Kampf gegen Hasspostings „Die Strafverfolgung ist sinnvoll und erfolgreich“
Oberstaatsanwalt Markus Hartmann plädiert für eine konsequente Verfolgung von Hass im Netz – aber nur, wenn die Demokratie gefährdet ist.
Oberstaatsanwalt Markus Hartmann plädiert für eine konsequente Verfolgung von Hass im Netz – aber nur, wenn die Demokratie gefährdet ist.
Herr Hartmann, kommen Sie sich bei Ihren Ermittlungen nicht manchmal vor wie in einem Kampf gegen Windmühlen?
Wir sehen tatsächlich ein Anwachsen von Hasspostings. Aber mir fehlt die statistische Basis, um straffreie und kriminelle Postings ins Verhältnis setzen zu können. Richtig ist, dass die Aufstellung der Justiz sich an diesem wachsenden Bedarf orientieren muss. Deswegen müssen wir immer nach Optimierungspotenzial suchen. Ich erlebe durchaus, dass die Strafverfolgung sinnvoll und erfolgreich ist.
Welche Schwierigkeiten gibt es bei den Ermittlungen im Internet?
Ich sehe drei Problemfelder: Elementar ist das Massenproblem. Es gibt eine sehr große Anzahl von Hasspostings. Das zweite Problem betrifft die rechtlichen Voraussetzungen: Da geht es um die Frage, wie lange wir Spuren noch nachvollziehen können – also um die sogenannte Vorratsdatenspeicherung oder Mindestspeicherfristen. Für uns ist zudem entscheidend, inwieweit die Provider verpflichtet sind, sachliche Auskünfte zu erteilen. Es reicht eben nicht, dass einschlägige Anfragen binnen 48 Stunden, wie es derzeit vorgeschrieben ist, formal beantwortet werden – sofern sie uns dann nur bestätigen, dass unser Auskunftsersuchen bei den Providern eingegangen ist. Das dritte Problemfeld ist die Zusammenarbeit mit den Providern über Grenzen hinweg, der internationale Datenaustausch. Da gibt es noch viel zu regeln.
Die Bundesregierung plant eine Novelle des Gesetzes zur Verbesserung der Rechtsdurchsetzung in sozialen Netzwerken. Wie bewerten Sie die Pläne?

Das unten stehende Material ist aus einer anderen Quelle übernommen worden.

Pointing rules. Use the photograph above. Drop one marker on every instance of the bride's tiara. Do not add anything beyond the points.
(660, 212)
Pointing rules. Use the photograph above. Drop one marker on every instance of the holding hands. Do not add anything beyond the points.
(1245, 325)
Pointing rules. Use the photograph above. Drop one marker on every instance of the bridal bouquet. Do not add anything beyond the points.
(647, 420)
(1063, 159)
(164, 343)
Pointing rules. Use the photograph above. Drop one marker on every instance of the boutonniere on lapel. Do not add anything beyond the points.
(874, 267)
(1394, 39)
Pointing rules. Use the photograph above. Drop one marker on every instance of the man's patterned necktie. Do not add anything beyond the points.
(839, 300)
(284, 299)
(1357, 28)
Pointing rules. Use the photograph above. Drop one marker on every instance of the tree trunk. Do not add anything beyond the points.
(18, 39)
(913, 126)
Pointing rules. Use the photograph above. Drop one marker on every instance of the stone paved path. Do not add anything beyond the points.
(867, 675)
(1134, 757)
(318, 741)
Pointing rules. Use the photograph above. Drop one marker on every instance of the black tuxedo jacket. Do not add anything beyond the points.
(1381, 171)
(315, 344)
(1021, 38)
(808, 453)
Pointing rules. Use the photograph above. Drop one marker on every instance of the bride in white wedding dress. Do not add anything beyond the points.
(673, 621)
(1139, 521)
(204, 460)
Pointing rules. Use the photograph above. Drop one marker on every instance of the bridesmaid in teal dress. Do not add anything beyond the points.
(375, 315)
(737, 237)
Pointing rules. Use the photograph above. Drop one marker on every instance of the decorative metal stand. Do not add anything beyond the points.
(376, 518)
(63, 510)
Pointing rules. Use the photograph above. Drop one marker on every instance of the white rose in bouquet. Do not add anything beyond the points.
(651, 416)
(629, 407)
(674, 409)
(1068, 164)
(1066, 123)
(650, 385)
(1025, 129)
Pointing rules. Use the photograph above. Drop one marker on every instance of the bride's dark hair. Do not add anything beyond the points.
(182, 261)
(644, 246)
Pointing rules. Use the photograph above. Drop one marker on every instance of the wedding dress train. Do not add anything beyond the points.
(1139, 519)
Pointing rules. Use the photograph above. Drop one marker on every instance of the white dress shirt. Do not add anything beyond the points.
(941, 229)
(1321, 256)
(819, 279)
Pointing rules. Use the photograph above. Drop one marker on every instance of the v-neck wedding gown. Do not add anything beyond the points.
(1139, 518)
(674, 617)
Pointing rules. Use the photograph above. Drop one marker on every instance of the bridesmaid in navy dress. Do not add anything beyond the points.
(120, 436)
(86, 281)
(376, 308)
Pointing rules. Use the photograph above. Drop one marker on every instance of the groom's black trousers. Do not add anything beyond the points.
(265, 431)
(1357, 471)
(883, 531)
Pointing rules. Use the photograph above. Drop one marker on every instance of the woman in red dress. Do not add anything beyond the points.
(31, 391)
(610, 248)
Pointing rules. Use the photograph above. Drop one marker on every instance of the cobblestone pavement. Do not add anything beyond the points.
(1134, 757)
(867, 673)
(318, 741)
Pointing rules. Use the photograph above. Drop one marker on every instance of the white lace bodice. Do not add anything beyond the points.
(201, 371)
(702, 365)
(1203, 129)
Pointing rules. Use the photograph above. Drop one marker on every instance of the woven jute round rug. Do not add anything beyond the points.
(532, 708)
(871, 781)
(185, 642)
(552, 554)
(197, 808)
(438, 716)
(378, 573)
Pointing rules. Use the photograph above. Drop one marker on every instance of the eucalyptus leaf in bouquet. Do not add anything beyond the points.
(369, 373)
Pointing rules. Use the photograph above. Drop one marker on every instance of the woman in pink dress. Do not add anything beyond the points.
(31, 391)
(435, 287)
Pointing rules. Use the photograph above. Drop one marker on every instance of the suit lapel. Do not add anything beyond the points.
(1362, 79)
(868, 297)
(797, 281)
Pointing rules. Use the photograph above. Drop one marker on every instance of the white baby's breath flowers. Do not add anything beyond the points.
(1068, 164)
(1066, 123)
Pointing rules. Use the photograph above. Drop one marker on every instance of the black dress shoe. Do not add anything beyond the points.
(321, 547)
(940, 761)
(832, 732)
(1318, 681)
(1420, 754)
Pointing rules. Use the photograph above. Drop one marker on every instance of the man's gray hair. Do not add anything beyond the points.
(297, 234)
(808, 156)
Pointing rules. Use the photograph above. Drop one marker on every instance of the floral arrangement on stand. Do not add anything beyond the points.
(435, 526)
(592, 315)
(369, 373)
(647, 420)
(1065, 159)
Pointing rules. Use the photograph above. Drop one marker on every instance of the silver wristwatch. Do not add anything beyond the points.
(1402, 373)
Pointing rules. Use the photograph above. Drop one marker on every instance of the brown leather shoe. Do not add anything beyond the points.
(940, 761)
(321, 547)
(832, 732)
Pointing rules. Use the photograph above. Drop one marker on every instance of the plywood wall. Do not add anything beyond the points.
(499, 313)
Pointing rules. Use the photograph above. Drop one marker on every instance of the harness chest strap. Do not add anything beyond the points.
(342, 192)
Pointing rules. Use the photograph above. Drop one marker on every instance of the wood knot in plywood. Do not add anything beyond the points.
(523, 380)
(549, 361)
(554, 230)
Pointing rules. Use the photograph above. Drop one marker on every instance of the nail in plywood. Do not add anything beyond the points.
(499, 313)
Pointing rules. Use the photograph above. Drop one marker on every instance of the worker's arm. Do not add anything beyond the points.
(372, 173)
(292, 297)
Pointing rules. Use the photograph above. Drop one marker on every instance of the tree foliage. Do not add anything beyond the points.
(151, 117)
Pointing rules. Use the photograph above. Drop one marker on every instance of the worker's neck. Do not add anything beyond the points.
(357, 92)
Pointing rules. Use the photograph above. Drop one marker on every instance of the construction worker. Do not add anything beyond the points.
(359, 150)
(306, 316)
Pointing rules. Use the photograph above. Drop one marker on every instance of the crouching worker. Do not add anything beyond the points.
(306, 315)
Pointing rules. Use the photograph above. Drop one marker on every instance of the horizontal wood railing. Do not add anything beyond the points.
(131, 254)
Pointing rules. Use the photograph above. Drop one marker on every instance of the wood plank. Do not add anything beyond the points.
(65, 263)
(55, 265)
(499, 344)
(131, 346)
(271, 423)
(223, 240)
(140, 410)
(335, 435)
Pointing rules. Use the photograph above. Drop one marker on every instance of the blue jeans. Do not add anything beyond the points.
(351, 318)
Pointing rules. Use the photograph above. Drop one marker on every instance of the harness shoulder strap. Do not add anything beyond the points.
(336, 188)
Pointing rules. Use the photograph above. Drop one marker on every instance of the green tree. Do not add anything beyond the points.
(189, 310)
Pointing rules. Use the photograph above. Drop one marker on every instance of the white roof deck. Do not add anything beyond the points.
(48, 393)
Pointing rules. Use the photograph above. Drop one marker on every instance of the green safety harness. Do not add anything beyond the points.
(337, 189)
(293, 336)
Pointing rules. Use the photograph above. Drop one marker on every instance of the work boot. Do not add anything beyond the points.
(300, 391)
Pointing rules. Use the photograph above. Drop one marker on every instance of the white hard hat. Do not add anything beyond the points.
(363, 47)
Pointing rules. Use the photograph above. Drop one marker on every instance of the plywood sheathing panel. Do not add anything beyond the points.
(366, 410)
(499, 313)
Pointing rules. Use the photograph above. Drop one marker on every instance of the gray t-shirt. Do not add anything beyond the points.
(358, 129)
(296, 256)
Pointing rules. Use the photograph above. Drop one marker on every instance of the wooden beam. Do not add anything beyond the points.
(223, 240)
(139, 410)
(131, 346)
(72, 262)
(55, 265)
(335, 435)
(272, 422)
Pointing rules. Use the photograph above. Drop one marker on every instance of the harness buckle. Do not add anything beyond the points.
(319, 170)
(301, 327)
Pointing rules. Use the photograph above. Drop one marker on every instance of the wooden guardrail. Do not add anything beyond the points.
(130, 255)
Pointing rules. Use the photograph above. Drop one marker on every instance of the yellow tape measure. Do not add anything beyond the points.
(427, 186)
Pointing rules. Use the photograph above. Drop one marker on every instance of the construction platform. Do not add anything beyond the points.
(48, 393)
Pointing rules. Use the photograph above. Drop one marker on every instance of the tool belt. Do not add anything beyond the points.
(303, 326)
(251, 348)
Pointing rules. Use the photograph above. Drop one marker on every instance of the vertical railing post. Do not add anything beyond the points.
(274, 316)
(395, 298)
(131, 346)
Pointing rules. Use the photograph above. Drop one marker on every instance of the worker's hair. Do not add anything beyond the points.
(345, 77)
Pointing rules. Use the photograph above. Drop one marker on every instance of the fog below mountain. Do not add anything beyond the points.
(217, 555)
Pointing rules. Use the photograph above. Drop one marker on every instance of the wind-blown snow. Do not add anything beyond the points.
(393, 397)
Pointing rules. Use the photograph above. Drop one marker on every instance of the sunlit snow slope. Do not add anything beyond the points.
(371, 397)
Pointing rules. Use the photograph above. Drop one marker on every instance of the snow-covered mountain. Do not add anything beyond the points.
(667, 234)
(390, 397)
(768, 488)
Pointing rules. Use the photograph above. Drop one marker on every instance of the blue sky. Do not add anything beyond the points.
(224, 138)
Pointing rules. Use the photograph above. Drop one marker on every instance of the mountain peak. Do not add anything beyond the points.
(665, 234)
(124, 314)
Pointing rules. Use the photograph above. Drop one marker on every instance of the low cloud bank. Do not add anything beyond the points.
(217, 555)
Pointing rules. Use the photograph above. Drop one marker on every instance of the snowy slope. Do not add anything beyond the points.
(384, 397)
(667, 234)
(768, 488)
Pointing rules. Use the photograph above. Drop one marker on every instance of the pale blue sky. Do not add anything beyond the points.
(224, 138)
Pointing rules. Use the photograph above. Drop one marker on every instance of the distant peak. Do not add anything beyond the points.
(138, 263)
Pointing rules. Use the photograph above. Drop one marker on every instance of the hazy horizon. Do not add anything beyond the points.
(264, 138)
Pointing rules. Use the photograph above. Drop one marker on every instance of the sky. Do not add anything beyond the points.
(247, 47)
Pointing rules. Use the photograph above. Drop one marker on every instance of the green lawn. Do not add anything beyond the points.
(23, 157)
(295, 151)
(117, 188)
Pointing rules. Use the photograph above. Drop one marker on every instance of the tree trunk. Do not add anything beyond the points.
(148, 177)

Bis jetzt ist alles noch zu undeutlich. Diskutiert wird ja unter anderem eine Meldepflicht: Providern soll auferlegt werden, dass sie potenziell strafbare Postings nicht einfach löschen, sondern den Strafverfolgungsbehörden melden. Ich kann der Logik einiges abgewinnen, dass man so die Konsequenz ziehen will aus dem bisher eher zurückhaltenden Anzeigeverhalten der Anbieter sozialer Medien. Wenn man eine Meldepflicht einführt, erwächst daraus auch ein erheblicher Mehrbedarf an sachlichen und personellen Ressourcen. Wir halten es für wichtig, sehr früh im Verfahren zu prüfen, ob ein angezeigtes Posting strafrechtlich relevant ist. Oft sind Postings kritikwürdig, unanständig, schwer zu ertragen – aber juristisch wegen der hohen Bedeutung der Meinungsfreiheit nicht zu beanstanden.
Wo sehen Sie noch Regelungslücken?
Vor allem bei der Auskunftspflicht. Ich halte es für wichtig, den Providern aufzuerlegen, dass sie nicht nur formal, sondern auch inhaltlich Auskunft erteilen müssen. Zudem würde ich mich bei der Strafverfolgung zunächst einmal auf demokratiegefährdende Kerndelikte konzentrieren: Volksverhetzung, Verwendung von Kennzeichen verfassungswidriger Organisationen zum Beispiel.
Stuttgart - Oberstaatsanwalt Markus Hartmann will die Bekämpfung von Hasspostings optimieren. Er halte es für wichtig, „den Providern aufzuerlegen, dass sie nicht nur formal, sondern auch inhaltlich Auskunft erteilen müssen“.